政治家になる前の岸口氏を知る関係者によれば、
「彼は昔、自民党副幹事長などを務めた元参院議員・石井一二氏の秘書をしていた。でも当時から“オヤジのために一肌脱ぐ”というより、ビジネスライクでブローカーのような印象の人だった。機を見るに敏な分、情に欠けるような部分はあったかもしれない」
兵庫県議会において、維新は21人を擁する、自民党に次ぐ会派だが、
「斎藤知事に対するスタンスでは決して一枚岩ではない。そんな中で“斎藤派”の筆頭格に挙げられるのが岸口さんだった。だから彼が、知事選で二股を画策していたとしても別に驚かない」(前出・維新県議)

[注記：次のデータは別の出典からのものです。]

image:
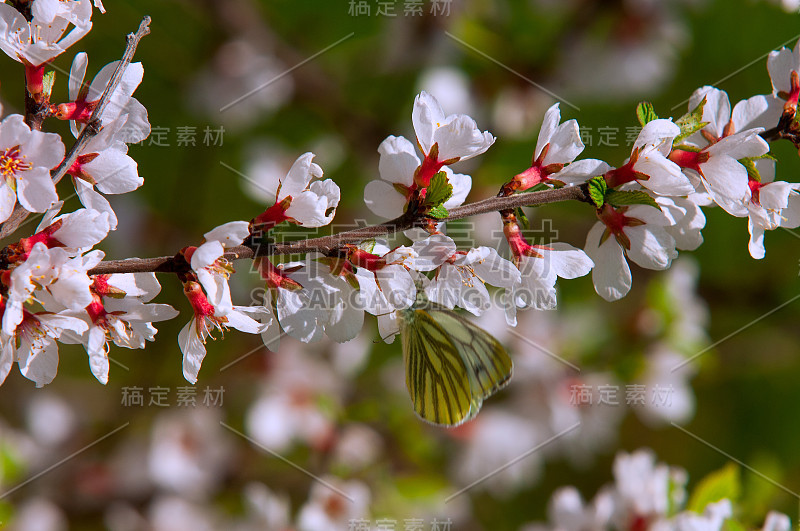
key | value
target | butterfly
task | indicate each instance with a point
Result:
(452, 365)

一方で人柄については「維新特有のイケイケな雰囲気はなく、フランクな性格で理路整然と話すタイプ」(別会派の県議)という。
■「亡くなった動機は分からへんから」
立花氏は、岸口氏が口をつぐむ理由を、事実が明らかになれば「反党行為」を理由に参院選全国比例の公認がもらえなくなるからだと指摘。実際、「岸口さんは夏の参院選に出るつもりでしたが、今回の一件でその可能性はなくなった」(維新関係者)とされる。
先日、自宅から駅に向かう岸口氏を直撃すると、
「党本部の調査があるんで(詳細は)それを待ってもらえたらと思います」
と言って足早に立ち去ろうとし、質問にも無言を貫いた。しかし「文書提供が竹内さんを死に追いやるキッカケになったのでは」と問うと、
「竹内さんの亡くなった動機は分からへんから」
とポツリと漏らし、去って行った。この発言の真意もまた、説明が必要になるだろう。